Still grieving the loss of her own husband from a car accident, Emmaline was upset by Earl’s behavior. He waited for her in dark hallways, and often hovered near her desk, staring at her. One Saturday morning, Earl showed up unexpectedly at the house. He held a huge bouquet of dead roses. When Emmaline saw who it was, and what he carried, she fled upstairs and dove under the bed. My dad, who was only eleven at the time, slid underneath to hide with her. She told him Earl had rancid breath and questionable manners, and that something about him frightened her. There’s something wrong with that man, she told him, but I can’t quite put my finger on it.

Emmaline needed a fresh start. She had big plans for a whole new life, and had just accepted a position as a Shore Excursions Manager with a major cruise line. She couldn’t wait to see the world. She gave her two-week notice to Ruskin Shoes, and was on her final countdown to freedom.
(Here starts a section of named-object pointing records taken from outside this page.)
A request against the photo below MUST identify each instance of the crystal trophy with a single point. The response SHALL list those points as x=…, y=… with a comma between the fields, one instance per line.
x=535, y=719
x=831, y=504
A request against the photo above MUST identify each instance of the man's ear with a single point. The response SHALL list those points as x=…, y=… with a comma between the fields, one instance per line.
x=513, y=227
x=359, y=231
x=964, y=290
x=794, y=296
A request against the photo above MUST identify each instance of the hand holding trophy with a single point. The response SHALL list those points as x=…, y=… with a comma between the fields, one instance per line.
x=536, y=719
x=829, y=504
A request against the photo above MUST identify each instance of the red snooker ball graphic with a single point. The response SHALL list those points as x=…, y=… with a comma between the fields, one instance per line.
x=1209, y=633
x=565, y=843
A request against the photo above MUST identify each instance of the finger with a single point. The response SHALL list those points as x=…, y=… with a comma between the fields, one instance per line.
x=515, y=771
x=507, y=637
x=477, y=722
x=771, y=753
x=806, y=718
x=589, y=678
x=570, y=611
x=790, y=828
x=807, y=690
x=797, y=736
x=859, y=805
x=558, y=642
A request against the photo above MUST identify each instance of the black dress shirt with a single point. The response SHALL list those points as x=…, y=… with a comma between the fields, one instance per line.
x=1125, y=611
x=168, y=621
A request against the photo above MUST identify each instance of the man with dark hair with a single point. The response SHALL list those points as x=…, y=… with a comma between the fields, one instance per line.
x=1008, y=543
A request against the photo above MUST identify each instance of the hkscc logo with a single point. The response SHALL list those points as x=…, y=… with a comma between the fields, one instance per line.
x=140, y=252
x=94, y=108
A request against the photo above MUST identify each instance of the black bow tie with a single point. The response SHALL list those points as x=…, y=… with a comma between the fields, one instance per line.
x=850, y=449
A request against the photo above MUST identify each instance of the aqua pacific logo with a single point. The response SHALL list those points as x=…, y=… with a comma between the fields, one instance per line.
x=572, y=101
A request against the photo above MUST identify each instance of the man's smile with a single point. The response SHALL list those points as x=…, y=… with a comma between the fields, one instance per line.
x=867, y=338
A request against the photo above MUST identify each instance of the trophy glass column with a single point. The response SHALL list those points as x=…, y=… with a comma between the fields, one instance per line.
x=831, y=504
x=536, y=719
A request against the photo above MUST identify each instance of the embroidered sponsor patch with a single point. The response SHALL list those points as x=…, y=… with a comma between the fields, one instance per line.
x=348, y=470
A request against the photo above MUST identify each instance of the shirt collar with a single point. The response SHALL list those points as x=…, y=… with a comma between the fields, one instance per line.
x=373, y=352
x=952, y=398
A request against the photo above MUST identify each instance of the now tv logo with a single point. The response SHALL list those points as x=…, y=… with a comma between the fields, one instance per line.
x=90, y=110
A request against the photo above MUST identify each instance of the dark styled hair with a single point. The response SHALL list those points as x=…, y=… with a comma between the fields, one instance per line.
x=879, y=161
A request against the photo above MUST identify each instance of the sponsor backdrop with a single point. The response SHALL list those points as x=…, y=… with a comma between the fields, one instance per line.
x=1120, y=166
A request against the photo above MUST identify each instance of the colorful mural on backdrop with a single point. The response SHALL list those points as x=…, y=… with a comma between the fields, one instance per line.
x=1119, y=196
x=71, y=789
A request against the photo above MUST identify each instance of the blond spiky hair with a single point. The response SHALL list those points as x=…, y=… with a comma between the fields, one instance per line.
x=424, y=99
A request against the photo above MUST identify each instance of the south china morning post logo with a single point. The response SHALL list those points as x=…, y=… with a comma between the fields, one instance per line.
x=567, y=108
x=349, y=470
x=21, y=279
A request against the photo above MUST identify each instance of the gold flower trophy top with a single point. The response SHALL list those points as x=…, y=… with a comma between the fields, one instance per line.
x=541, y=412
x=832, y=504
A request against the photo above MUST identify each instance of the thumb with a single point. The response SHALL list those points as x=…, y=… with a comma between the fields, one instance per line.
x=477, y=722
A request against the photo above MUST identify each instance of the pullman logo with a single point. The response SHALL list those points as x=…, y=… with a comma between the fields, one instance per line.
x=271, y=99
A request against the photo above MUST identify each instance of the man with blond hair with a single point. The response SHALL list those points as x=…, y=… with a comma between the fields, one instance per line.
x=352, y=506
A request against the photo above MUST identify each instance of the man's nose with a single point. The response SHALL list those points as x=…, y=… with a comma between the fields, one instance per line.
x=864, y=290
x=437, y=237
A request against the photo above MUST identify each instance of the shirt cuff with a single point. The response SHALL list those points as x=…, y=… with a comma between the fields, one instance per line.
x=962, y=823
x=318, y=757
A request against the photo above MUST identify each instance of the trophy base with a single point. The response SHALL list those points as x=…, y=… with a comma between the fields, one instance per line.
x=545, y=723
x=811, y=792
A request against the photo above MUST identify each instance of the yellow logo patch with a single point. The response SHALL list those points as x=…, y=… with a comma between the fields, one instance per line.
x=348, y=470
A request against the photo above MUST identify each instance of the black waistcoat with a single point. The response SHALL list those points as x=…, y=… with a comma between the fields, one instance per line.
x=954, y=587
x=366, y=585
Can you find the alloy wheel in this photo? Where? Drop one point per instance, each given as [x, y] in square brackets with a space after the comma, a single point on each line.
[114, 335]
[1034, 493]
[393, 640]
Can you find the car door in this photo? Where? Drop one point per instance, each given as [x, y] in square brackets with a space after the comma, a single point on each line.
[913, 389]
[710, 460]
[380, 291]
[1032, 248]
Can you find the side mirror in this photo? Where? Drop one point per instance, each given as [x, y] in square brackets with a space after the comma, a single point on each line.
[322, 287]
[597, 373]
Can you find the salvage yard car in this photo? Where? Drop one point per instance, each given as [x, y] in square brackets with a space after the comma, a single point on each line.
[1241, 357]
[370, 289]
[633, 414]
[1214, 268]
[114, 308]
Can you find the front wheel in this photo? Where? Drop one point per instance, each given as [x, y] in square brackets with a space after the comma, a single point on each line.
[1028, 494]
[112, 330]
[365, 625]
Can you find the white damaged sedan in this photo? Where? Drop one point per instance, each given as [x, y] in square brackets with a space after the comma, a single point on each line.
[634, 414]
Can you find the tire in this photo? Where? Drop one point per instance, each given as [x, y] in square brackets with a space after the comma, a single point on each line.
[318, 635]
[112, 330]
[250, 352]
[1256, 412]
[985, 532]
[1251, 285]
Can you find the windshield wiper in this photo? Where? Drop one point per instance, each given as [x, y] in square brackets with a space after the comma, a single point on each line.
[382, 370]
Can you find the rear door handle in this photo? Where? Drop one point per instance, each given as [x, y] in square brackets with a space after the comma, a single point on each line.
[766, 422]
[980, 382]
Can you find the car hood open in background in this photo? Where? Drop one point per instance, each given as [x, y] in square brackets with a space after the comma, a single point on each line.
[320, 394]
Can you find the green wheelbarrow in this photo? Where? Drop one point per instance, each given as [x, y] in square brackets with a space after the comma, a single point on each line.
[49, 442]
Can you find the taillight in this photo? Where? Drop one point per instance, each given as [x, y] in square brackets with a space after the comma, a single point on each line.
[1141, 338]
But tragically, on her very last day at Ruskin, a massive fire erupted at the plant, right in the middle of second shift. All the employees managed to escape the flames – all but Emmaline. As a shift supervisor, she must have felt it her duty to go back in to make sure everyone had gotten out safely. But she never made it back out again.  

She was only twenty-two years old. Her whole family —and the entire town for that matter — was devastated by her death.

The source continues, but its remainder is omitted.